Buffalo at that time was not a cradle of hopes and dreams. Today the area is rehabilitated into a desirous place to live, but back then crime, violence, sexism, and racism ran rampant. TV shows featured exciting people in glamorous places like Miami, Los Angeles, and New York City — not Buffalo. Escaping reality was the logical thing to do, but rather than find solace at the bottom of a bottle, Wray and his bandmates made music. Terrible music, but music, nonetheless.
This positive escapism gave them a reason to get together, a reason to rise above the real world, a reason to be accountable. Despite not having any talent or prospects of a future in music, they chose to try anyway. As Wray put it, “I’d rather suck at something than be dead.”
I wish his story had a happier ending.
He is now a writer and lives in New York City. Years after Asphalt Halo disbanded, he ran into one of his bandmates in a park in Buffalo, eating peanut butter from a jar and looking like he was altered on some substance or another. When he asked about their other friend, the silent smile he received told him he did not want to know. Since they had mutually decided to split up the band Wray was the only one who managed to stay on the path and find a better life. Music had given them all a rudder, but while he stayed on course his bandmates had abandoned ship.
I’ve spoken with many music teachers who have students who come to school only because of the opportunity to make music. When we discuss these kids, the conversation always revolves around providing the best musical experiences. Not once have we talked about if those kids are great musicians or even if they plan to continue making music after they have completed school.

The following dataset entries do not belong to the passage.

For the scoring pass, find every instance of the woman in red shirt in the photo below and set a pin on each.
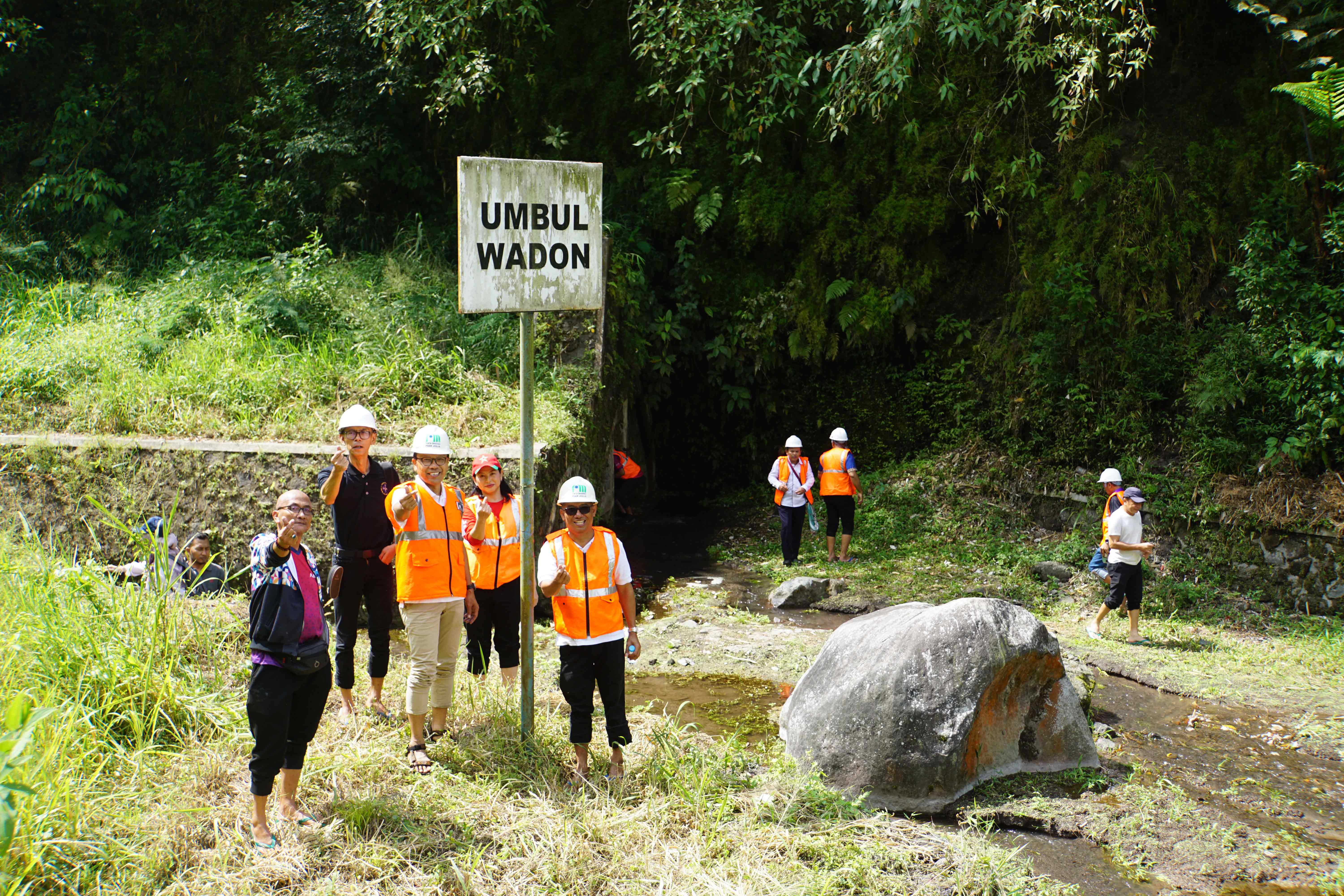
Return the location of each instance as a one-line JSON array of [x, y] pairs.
[[493, 523]]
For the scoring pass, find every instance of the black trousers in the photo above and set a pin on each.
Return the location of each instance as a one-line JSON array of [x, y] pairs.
[[839, 514], [283, 713], [370, 581], [791, 530], [501, 613], [603, 664], [1127, 585]]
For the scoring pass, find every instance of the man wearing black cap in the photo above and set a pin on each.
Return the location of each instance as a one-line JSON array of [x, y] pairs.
[[1128, 549]]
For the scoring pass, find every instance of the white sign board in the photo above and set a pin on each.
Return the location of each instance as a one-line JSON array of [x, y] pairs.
[[529, 236]]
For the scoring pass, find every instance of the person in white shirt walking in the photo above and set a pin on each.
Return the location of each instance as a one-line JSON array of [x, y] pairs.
[[1128, 550], [791, 475]]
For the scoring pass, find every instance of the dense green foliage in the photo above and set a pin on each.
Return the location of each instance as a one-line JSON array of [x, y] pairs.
[[1076, 230]]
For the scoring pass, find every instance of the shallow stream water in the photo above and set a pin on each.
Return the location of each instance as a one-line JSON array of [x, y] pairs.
[[1249, 764]]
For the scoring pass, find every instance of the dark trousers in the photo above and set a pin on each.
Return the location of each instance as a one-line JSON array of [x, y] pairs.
[[283, 713], [1127, 586], [369, 581], [502, 612], [839, 514], [603, 664], [791, 531]]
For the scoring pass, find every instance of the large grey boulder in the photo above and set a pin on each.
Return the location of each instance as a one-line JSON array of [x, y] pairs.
[[917, 704], [799, 594]]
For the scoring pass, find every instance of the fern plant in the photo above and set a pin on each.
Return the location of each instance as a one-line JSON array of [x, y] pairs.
[[1323, 95]]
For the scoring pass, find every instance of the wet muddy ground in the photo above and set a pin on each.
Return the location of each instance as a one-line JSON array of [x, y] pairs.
[[1194, 797]]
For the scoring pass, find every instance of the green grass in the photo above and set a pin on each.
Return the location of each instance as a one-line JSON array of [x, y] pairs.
[[140, 784], [267, 350]]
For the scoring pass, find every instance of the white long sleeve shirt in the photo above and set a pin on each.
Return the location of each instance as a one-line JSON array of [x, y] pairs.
[[792, 483]]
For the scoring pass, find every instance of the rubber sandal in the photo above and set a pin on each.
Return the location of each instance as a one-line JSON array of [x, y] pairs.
[[420, 768]]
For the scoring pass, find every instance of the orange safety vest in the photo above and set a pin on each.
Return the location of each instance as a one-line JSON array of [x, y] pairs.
[[497, 561], [783, 475], [626, 468], [835, 477], [431, 554], [1105, 515], [591, 605]]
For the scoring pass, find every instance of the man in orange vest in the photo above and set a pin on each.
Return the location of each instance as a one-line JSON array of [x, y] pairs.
[[791, 475], [1115, 487], [842, 492], [630, 477], [587, 574], [433, 586]]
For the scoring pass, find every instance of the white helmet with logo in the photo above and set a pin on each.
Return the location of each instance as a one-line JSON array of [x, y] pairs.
[[431, 440], [357, 417], [577, 491]]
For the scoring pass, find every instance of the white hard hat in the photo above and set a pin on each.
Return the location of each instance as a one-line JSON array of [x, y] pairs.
[[431, 440], [577, 491], [357, 417]]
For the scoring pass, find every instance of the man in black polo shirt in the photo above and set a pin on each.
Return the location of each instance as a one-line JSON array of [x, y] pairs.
[[354, 487]]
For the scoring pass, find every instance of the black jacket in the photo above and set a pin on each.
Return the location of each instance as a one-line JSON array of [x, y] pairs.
[[276, 616]]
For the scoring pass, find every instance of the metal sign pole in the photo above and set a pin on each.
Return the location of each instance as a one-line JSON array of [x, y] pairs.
[[528, 574]]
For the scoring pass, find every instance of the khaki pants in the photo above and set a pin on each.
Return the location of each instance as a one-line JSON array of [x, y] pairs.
[[433, 633]]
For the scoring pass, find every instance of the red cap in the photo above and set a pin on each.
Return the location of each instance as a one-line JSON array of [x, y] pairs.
[[483, 461]]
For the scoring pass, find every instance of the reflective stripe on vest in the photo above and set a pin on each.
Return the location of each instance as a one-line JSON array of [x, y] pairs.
[[835, 477], [783, 473]]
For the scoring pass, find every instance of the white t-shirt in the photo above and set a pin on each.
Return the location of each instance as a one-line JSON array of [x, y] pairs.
[[791, 483], [1127, 528], [442, 499], [548, 567]]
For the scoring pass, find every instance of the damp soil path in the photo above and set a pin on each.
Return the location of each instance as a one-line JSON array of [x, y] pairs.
[[1238, 765]]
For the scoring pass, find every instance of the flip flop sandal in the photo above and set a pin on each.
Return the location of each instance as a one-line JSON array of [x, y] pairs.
[[419, 768]]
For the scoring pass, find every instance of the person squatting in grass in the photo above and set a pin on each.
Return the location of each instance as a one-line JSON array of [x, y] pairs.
[[1114, 485], [433, 585], [791, 475], [1127, 571], [842, 492], [355, 488], [291, 674], [587, 574], [493, 522]]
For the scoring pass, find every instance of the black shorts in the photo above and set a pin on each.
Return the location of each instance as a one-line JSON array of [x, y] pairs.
[[1127, 585], [839, 514]]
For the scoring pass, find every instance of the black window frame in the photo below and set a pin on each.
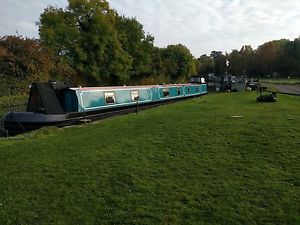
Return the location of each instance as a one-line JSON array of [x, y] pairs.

Finishing the article, I thought back to my guitar. Why not bring it out of retirement? Who cares if I’m any good or if we make quality music together? When Timothy started lessons, Peter advised me to have no expectations. He is starting to learn to love music. Why not experience it with him and take that journey once again but through a different set of eyes?
Timothy is not growing up in the dystopian Buffalo of John Wray’s childhood, but a little escape from reality into music is a good thing. Maybe the time is right to dust off my guitar and join him.